The sound of a door shutting and a call to the horses answered her query. Then the beat of hooves and a quickening pace, the contraption lost to the whiteness of the landscape and the newly falling snow.
Gone.
Finished.
‘If you would come this way, miss, the others are in the coach…’
‘Others?’
There was a shout of recognition from the old woman and her son she had met the night before as she scrambled up the steps and into the shelter of the vehicle. She was pleased to find no sign of the one who had been killed in the accident. Or the driver.
‘Mr Brown was taken on to London an hour or so ago and the other went to Brentwood to the church, I would guess, until his family have been notified to collect him.’ The younger man was full of chatter, his mother less talkative after such a long and harrowing night.
‘We spent the night at a farmhouse further north and were picked up just a little time ago. He’s brother to a Duke, you know, the man we all rode with, and he has a wealth of land in Kent.’
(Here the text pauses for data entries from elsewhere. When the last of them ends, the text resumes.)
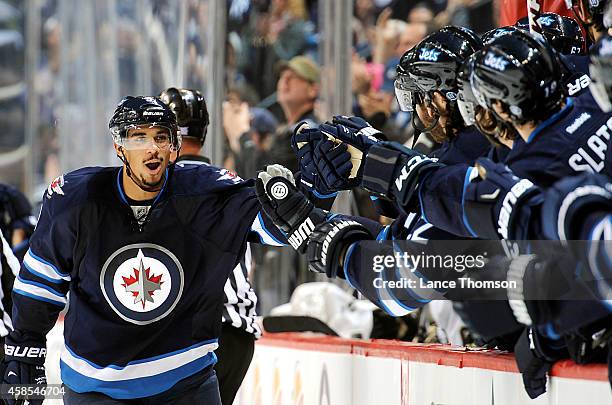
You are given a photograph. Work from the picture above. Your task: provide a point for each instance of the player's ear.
(119, 150)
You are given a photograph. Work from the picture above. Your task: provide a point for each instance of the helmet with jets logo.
(520, 74)
(190, 109)
(132, 112)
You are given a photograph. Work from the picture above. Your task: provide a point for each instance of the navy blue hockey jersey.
(145, 302)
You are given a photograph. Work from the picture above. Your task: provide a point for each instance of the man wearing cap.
(297, 90)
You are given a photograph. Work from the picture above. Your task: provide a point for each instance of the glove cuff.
(25, 348)
(379, 170)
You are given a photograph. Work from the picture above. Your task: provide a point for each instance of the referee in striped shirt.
(237, 341)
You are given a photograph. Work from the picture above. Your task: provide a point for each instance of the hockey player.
(558, 136)
(591, 14)
(562, 33)
(16, 220)
(240, 329)
(144, 251)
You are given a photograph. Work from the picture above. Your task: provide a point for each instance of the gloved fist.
(329, 242)
(288, 208)
(358, 141)
(24, 359)
(535, 356)
(395, 172)
(303, 143)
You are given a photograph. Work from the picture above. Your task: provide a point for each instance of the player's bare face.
(148, 152)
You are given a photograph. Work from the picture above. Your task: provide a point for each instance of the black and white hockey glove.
(286, 206)
(498, 204)
(570, 202)
(535, 356)
(329, 242)
(393, 171)
(24, 363)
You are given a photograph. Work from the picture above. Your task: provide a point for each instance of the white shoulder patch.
(56, 187)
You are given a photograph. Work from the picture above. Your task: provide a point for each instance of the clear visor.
(144, 137)
(467, 109)
(405, 98)
(599, 89)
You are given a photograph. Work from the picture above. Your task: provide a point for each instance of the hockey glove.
(328, 244)
(303, 143)
(334, 165)
(24, 362)
(498, 204)
(395, 172)
(569, 202)
(535, 356)
(358, 141)
(288, 208)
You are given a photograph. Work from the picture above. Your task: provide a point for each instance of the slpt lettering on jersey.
(546, 21)
(495, 62)
(301, 234)
(578, 122)
(605, 49)
(591, 157)
(430, 55)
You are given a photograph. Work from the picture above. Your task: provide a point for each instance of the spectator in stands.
(297, 91)
(421, 13)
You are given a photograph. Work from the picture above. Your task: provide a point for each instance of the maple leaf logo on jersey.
(228, 175)
(142, 284)
(56, 187)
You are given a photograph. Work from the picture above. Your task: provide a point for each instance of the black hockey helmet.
(589, 12)
(133, 112)
(190, 109)
(562, 33)
(432, 65)
(490, 35)
(473, 113)
(522, 73)
(601, 72)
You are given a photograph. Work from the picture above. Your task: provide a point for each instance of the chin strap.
(130, 174)
(419, 128)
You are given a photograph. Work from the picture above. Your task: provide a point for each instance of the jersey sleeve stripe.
(42, 266)
(44, 297)
(26, 285)
(468, 179)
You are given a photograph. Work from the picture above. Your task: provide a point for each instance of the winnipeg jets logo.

Bea nodded, pleased when the carriage was spurred on, the droning sound of miles being eaten up as they travelled south sending the others to sleep.
Lord Taris Wellingham, brother to the Duke of Carisbrook.
She turned the names on her tongue, grand names, names that were known in all the four corners of this country, the lineage of the dukedom reaching down through a thousand years of privilege and entitlement.
Taris Wellingham.
She remembered his profile turned against the snow, strong and proud, a man who might not understand how easily he intimidated others with his effortless leadership and control.